A questão relativa à discrepância com o art. 7º, II, da Lei Complementar n. 95/98, não anima este incidente de inconstitucionalidade porque se sedimenta sobre conflito de legalidade.
Idêntica observação é devida a eventual ineficácia do disposto na medida provisória em face do art. 591 do Código Civil, reputado pela douta turma suscitante como lei de maior hierarquia.
O controle judiciário de constitucionalidade de medida provisória é autorizado excepcionalmente quando se revela o abuso ou desvio do poder de legislar ou a manifesta ausência dos requisitos constitucionais de urgência ou relevância.
O Superior Tribunal de Justiça tem entendido que:
“AGRAVO REGIMENTAL NO RECURSO ESPECIAL. BANCÁRIO. RECURSO ESPECIAL. AÇÃO REVISIONAL DE CLÁUSULAS DE CONTRATO BANCÁRIO. CAPITALIZAÇÃO MENSAL. POSSIBILIDADE.
1. A capitalização dos juros em periodicidade mensal é admitida para os contratos celebrados a partir de 31 de março de 2000 (MP nº 1.963-17/2000), desde que pactuada.
2. Não é aplicável aos contratos de mútuo bancário a periodicidade da capitalização prevista no art. 591 do novo Código Civil, prevalecente a regra especial do art. 5º, caput, da Medida Provisória n. 1.963-17/2000 (2.170-36/2001), que admite a incidência mensal.
3. Agravo regimental a que se nega provimento” (STJ, AgR-REsp 1.005.183-RS, 4ª Turma, Rel. Min. Honildo Amaral de Mello Castro, 10-11-2009, v.u., DJe 23-11-2009).
A permissão da capitalização de juros com periodicidade inferior a um ano é assunto que, no contexto da política de crédito e de regulação e fiscalização do setor financeiro, tem relevância e urgência, pois, demanda providências imediatas e que, por essa razão, não é lícito que fiquem à mercê da rigidez ritualística do processo legislativo.
Opino pela rejeição do incidente de inconstitucionalidade.

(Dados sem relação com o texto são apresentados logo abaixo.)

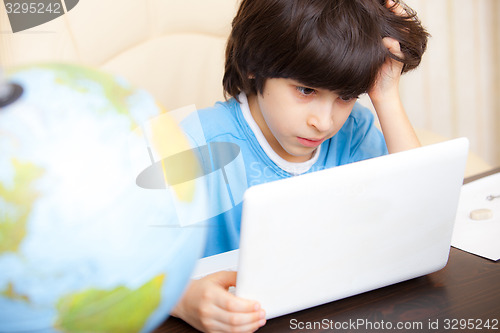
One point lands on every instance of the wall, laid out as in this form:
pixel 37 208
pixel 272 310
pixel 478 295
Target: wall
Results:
pixel 456 91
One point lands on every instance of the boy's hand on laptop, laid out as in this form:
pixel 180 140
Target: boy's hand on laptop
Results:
pixel 209 307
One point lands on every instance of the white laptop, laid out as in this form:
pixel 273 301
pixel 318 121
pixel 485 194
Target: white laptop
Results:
pixel 335 233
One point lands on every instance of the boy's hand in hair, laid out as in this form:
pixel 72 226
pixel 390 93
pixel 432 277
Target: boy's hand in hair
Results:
pixel 209 307
pixel 398 132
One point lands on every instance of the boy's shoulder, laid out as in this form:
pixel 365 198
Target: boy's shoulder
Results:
pixel 361 114
pixel 220 120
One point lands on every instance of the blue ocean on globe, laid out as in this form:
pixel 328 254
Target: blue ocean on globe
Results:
pixel 83 248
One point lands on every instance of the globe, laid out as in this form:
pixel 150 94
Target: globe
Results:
pixel 83 247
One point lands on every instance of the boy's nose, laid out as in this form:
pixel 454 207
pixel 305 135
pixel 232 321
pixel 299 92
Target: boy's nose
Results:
pixel 321 118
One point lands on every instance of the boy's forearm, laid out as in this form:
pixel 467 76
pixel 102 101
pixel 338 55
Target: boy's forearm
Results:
pixel 398 132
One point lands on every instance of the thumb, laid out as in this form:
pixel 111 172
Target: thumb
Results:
pixel 225 279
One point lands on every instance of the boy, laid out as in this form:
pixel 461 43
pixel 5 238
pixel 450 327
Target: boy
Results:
pixel 294 69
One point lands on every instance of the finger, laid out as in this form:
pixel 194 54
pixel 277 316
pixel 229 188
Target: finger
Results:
pixel 242 319
pixel 225 279
pixel 228 302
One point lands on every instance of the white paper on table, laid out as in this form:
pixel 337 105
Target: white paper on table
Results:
pixel 479 237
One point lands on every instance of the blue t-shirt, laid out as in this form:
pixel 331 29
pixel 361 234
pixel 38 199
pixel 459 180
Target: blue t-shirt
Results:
pixel 224 128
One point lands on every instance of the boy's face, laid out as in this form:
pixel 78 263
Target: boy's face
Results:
pixel 296 119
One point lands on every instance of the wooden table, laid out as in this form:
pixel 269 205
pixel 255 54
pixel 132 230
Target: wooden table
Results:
pixel 462 297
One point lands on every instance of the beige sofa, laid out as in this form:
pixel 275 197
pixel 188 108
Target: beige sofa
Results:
pixel 173 49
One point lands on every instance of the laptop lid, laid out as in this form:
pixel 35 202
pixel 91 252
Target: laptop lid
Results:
pixel 330 234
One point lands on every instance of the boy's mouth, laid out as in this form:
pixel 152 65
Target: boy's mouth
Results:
pixel 310 142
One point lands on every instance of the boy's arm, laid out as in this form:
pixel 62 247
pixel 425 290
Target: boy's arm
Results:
pixel 209 307
pixel 396 127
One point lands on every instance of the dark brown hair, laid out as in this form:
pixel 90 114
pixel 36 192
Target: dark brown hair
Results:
pixel 331 44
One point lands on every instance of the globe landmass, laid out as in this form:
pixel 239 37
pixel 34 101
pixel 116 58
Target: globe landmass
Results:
pixel 82 247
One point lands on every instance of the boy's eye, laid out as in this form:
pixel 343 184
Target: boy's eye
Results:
pixel 305 91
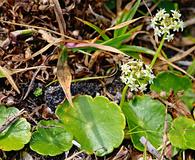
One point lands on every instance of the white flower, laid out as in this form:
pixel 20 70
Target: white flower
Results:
pixel 165 30
pixel 142 87
pixel 138 76
pixel 160 14
pixel 169 37
pixel 175 14
pixel 125 68
pixel 157 32
pixel 165 23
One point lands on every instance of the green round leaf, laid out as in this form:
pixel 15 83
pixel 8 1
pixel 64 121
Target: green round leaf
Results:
pixel 166 81
pixel 182 133
pixel 51 138
pixel 145 117
pixel 96 123
pixel 17 134
pixel 189 98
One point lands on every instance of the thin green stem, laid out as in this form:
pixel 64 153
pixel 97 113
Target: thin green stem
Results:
pixel 123 96
pixel 158 51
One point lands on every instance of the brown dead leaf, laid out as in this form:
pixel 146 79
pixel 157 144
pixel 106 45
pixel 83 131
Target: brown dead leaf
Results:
pixel 64 74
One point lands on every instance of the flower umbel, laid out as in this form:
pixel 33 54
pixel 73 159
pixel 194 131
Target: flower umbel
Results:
pixel 165 23
pixel 136 75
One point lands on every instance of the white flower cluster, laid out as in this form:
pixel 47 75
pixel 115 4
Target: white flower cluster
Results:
pixel 136 75
pixel 164 23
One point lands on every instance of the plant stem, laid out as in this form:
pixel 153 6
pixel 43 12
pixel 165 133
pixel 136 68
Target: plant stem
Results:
pixel 158 51
pixel 123 96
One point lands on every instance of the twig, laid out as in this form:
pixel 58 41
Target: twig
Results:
pixel 11 120
pixel 74 155
pixel 164 136
pixel 59 16
pixel 183 55
pixel 31 83
pixel 176 67
pixel 36 27
pixel 150 147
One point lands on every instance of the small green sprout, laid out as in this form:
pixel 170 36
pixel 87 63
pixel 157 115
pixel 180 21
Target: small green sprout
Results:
pixel 164 23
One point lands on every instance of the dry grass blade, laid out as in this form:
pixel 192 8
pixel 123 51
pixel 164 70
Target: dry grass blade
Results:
pixel 7 74
pixel 176 67
pixel 59 16
pixel 36 27
pixel 183 55
pixel 64 75
pixel 126 23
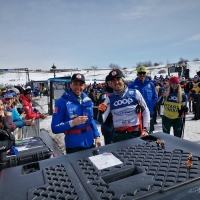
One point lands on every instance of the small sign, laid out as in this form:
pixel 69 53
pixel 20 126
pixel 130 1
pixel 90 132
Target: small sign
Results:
pixel 105 160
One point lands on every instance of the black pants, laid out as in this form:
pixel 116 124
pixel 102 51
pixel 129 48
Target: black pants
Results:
pixel 76 149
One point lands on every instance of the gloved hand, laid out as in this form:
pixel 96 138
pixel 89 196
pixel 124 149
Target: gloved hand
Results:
pixel 185 109
pixel 180 112
pixel 3 133
pixel 102 107
pixel 139 108
pixel 144 132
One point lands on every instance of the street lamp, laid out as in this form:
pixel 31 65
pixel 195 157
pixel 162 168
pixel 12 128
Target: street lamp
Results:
pixel 54 68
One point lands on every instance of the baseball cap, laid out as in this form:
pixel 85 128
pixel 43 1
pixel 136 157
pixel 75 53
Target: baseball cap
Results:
pixel 108 78
pixel 141 69
pixel 78 77
pixel 116 73
pixel 27 91
pixel 6 94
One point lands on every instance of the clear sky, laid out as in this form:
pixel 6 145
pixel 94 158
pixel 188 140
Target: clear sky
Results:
pixel 84 33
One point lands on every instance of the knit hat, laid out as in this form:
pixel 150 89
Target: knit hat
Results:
pixel 27 91
pixel 174 79
pixel 116 73
pixel 15 90
pixel 141 69
pixel 7 94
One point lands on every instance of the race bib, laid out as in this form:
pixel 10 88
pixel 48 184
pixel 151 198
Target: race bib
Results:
pixel 171 109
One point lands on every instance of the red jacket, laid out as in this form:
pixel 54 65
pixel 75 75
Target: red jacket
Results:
pixel 28 108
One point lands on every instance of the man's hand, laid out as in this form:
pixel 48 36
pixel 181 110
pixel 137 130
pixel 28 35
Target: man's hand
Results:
pixel 102 107
pixel 144 132
pixel 30 122
pixel 23 115
pixel 97 142
pixel 79 120
pixel 43 116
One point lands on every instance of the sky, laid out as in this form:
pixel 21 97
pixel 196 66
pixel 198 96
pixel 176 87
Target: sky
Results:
pixel 34 34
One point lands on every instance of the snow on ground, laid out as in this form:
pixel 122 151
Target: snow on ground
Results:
pixel 99 74
pixel 192 130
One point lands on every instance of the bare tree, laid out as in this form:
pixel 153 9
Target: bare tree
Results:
pixel 114 66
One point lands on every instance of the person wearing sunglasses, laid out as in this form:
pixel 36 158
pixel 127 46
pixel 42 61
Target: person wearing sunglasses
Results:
pixel 174 108
pixel 128 108
pixel 148 91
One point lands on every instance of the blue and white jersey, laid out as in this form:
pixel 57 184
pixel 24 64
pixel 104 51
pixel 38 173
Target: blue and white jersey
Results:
pixel 124 109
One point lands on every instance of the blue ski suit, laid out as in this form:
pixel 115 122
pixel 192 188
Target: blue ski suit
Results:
pixel 67 108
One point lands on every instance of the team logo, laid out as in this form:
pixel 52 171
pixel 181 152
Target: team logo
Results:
pixel 72 109
pixel 131 92
pixel 173 98
pixel 124 112
pixel 123 101
pixel 78 76
pixel 73 116
pixel 55 110
pixel 114 73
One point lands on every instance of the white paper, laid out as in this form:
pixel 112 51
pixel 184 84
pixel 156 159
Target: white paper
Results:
pixel 105 160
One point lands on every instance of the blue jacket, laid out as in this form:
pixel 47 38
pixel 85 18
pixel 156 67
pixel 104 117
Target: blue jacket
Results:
pixel 148 91
pixel 68 108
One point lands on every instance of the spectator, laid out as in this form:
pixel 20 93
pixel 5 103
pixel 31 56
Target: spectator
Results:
pixel 148 91
pixel 107 127
pixel 6 137
pixel 73 115
pixel 125 105
pixel 28 108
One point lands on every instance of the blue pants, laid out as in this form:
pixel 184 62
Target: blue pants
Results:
pixel 108 133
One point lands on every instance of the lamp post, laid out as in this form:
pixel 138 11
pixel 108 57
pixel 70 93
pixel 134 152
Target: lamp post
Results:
pixel 54 68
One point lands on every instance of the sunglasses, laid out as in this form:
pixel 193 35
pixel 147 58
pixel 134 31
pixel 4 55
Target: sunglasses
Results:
pixel 140 73
pixel 173 84
pixel 7 99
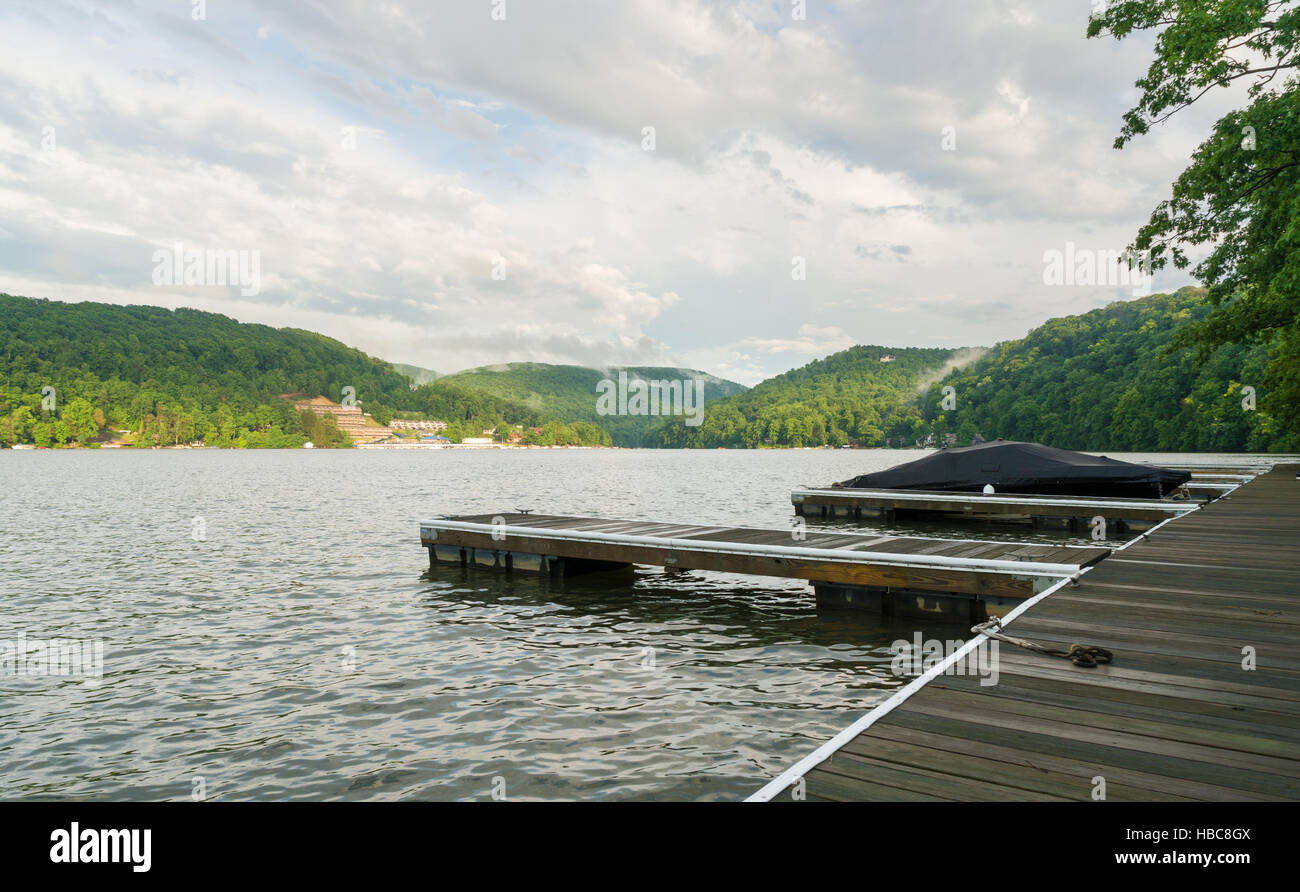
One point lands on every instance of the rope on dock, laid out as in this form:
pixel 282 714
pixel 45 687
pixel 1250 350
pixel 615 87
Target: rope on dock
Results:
pixel 1079 654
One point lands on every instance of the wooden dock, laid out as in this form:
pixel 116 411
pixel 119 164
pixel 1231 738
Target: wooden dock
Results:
pixel 1201 701
pixel 885 574
pixel 1073 510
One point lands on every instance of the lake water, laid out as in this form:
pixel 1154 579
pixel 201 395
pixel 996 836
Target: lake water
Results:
pixel 272 627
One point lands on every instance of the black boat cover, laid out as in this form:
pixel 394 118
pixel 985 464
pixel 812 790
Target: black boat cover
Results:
pixel 1014 467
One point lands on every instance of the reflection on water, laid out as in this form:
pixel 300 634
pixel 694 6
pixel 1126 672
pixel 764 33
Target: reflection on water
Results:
pixel 272 626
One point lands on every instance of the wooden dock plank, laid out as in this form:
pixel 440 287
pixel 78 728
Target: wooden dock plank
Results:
pixel 1178 715
pixel 866 559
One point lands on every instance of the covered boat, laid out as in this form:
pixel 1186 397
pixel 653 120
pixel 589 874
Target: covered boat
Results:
pixel 1034 468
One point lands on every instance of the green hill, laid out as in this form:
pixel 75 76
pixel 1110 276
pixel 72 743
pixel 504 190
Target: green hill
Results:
pixel 848 397
pixel 568 393
pixel 1109 380
pixel 416 373
pixel 176 376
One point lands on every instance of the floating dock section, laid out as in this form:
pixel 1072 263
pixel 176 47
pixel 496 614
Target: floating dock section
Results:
pixel 892 575
pixel 1201 700
pixel 1067 510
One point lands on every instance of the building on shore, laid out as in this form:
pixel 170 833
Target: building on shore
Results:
pixel 407 424
pixel 351 420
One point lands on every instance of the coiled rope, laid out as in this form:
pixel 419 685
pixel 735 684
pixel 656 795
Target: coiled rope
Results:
pixel 1079 654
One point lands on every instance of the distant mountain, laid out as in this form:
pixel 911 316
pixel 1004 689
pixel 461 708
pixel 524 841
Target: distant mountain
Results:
pixel 1110 380
pixel 861 395
pixel 77 372
pixel 570 393
pixel 416 373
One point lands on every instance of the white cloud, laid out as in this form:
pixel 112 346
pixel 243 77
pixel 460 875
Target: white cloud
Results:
pixel 521 141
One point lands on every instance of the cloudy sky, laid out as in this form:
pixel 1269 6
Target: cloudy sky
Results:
pixel 443 185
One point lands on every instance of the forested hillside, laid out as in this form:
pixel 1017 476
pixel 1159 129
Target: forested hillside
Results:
pixel 568 393
pixel 177 376
pixel 848 397
pixel 1109 380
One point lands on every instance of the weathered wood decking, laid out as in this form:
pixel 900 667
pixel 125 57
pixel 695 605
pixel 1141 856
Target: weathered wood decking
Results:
pixel 827 501
pixel 999 570
pixel 1174 717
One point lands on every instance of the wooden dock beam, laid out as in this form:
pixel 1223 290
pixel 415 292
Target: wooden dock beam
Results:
pixel 992 572
pixel 1043 511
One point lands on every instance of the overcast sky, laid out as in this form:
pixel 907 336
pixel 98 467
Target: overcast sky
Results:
pixel 384 159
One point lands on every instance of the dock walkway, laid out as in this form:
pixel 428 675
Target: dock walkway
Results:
pixel 1177 715
pixel 849 568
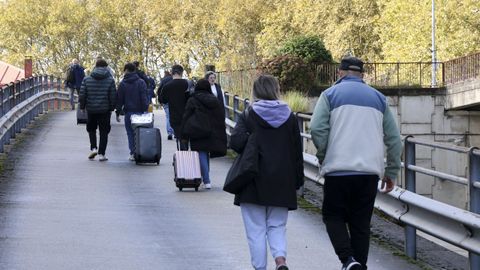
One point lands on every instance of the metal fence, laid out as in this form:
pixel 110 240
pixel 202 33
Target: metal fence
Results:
pixel 454 225
pixel 22 101
pixel 463 68
pixel 380 75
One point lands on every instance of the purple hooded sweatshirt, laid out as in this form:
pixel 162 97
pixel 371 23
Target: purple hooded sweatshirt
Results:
pixel 274 112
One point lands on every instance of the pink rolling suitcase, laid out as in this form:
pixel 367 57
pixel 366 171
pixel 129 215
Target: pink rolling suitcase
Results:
pixel 186 165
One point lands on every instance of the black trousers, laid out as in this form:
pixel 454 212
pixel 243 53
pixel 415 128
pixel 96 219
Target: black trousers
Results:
pixel 102 121
pixel 347 212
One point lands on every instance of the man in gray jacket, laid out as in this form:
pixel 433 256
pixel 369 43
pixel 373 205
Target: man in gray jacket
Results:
pixel 350 127
pixel 98 97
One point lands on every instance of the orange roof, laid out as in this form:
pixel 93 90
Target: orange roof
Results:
pixel 9 73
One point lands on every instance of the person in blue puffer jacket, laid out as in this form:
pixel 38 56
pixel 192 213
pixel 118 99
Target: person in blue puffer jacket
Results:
pixel 98 98
pixel 132 99
pixel 74 82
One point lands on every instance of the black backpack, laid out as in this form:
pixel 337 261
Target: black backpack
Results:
pixel 70 75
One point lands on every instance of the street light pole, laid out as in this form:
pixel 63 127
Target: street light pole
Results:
pixel 434 51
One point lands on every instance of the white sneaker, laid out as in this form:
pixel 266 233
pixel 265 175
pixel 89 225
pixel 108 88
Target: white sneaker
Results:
pixel 93 154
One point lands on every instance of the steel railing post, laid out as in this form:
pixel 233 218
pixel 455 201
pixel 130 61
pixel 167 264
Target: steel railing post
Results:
pixel 410 185
pixel 235 108
pixel 226 97
pixel 59 100
pixel 246 103
pixel 474 177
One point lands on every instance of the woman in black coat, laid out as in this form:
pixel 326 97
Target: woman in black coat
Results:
pixel 215 144
pixel 265 202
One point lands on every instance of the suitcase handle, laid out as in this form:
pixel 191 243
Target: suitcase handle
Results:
pixel 181 146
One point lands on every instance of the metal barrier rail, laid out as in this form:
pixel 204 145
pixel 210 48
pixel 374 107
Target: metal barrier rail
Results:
pixel 451 224
pixel 463 68
pixel 381 75
pixel 22 101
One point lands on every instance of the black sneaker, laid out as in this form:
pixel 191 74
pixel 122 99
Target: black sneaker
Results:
pixel 351 264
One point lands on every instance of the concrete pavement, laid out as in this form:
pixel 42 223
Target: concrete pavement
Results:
pixel 58 210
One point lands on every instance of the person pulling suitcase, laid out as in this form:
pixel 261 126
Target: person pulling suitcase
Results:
pixel 132 99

São Paulo, 29 de julho de 2011.
Sérgio Turra Sobrane
Subprocurador-Geral de Justiça
Jurídico
jesp
[1] Registre-se que o STF deverá se pronunciar sobre o tema constitucional em análise, pois este é objeto da ADI 2316, ajuizada em 20.09.2000, pelo Partido da República. A inconstitucionalidade, segundo a agremiação política, decorre dos seguintes fundamentos: (1) Violação do caput do artigo 62 da Constituição Federal, haja vista que a questão já se encontrava sumulada pelo Supremo Tribunal Federal há quase 40 anos, ou seja, não havia o requisito da urgência para permitir a regulamentação do tema por medida provisória; (2) Violação do atual artigo 62, § 1º, inciso II c/c 192, ambos da Constituição Federal, uma vez que as normas gerais relativas ao Sistema Financeiro Nacional só podem ser tratadas por Lei Complementar e, portanto, seria incabível a medida provisória; e (3) Violação dos artigos 5º e 7º da Lei Complementar 95/98, pois a MP tratava de matéria completamente estranha ao Sistema Financeiro Nacional, dado que regulamentava a administração de créditos do Tesouro Nacional (cf. Leonardo Araújo Marques, Contratos bancários: polêmicas e ilegalidades. In: Revista da EMERJ, v. 14, n. 53, 2011, p. 152-178).